Government advice states men should drink no more than four units a day and women no more than three. A large 250ml glass of wine is classed as three units, as is a pint of continental lager.
Studies have found that drinking six drinks a day increases the risk of liver disease sevenfold and triples the chance of stroke, while for women, it doubles the risk of breast cancer.
Research has found that the middle-classes are more likely to exceed recommended limits than those on lower incomes.
Latest figures from the Office of National Statistics show 43 per cent of people in managerial or professional roles drank more than the recommended level on at least one day in the week before they were interviewed, compared to just 31 per cent of workers in routine or manual occupations.
Twice as many middle-class people (22 per cent) had drunk on five days or more in the previous week, as manual workers (11 per cent).
Under a national pay system for family doctors, part of their earnings depend on them checking whether patients with common health problems are smokers, with an extra payment for referring smokers to services to help them give up.

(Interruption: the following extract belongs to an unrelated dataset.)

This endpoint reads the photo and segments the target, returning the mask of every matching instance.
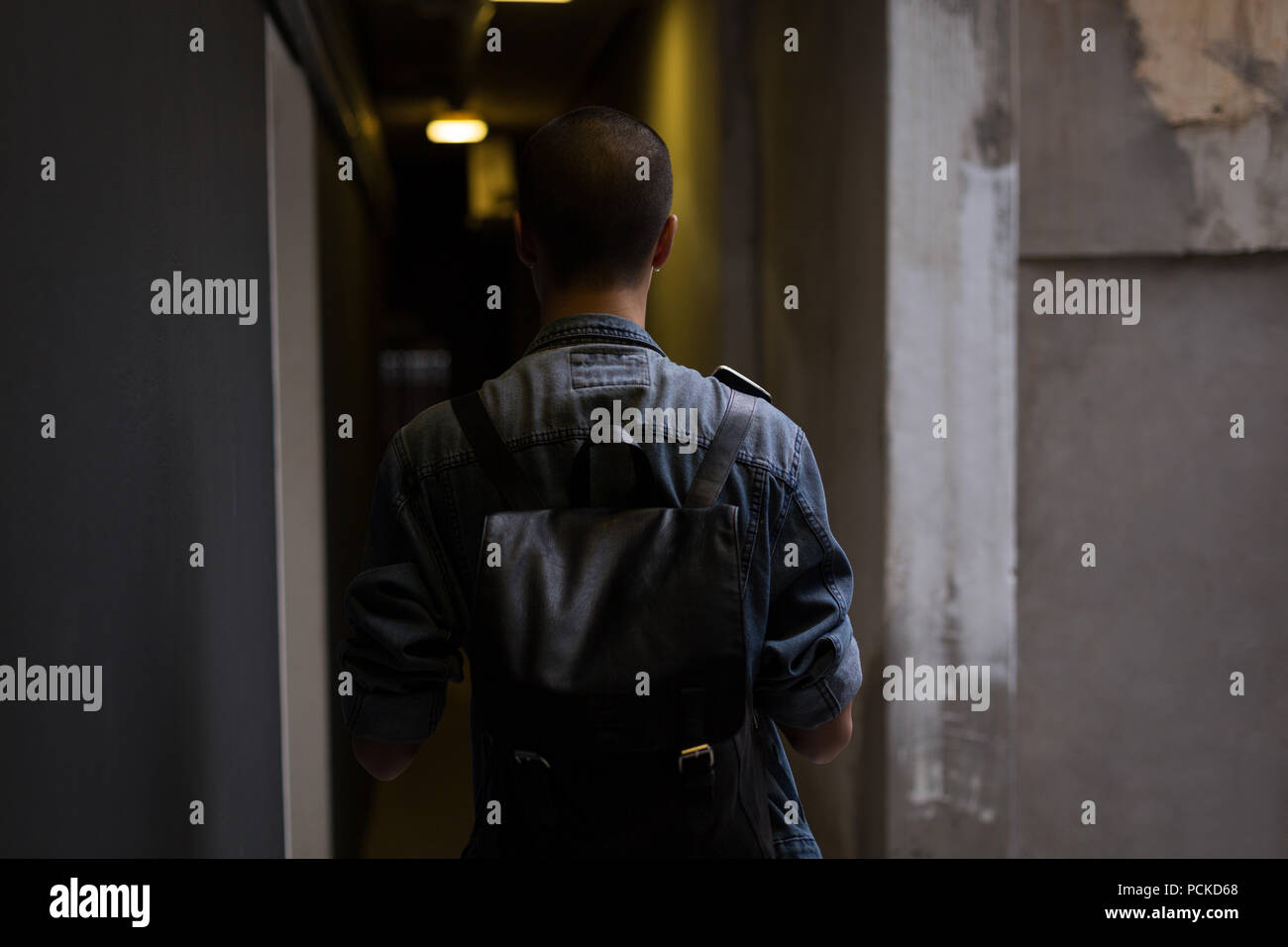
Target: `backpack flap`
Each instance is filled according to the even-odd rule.
[[[675,752],[735,733],[737,526],[735,506],[489,515],[469,644],[484,728],[559,755]]]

Currently, the only earnings related to alcohol intake concern patients diagnosed with high blood pressure, where GPs get paid more for giving them lifestyle advice on eating and drinking healthily.
Earlier this month, senior doctors called for a change in Government advice, to state that people should have three alcohol-free days a week if they want to avoid the risk of liver disease.
New statistics show the number of deaths from alcohol-related liver disease has risen by 11 per cent in just five years.
The Department of Health figures show that last year 4,609 people – more than 100 a week – died from that liver disease caused by alcohol.
Sobering statistics about a problem that affects every social strata in society.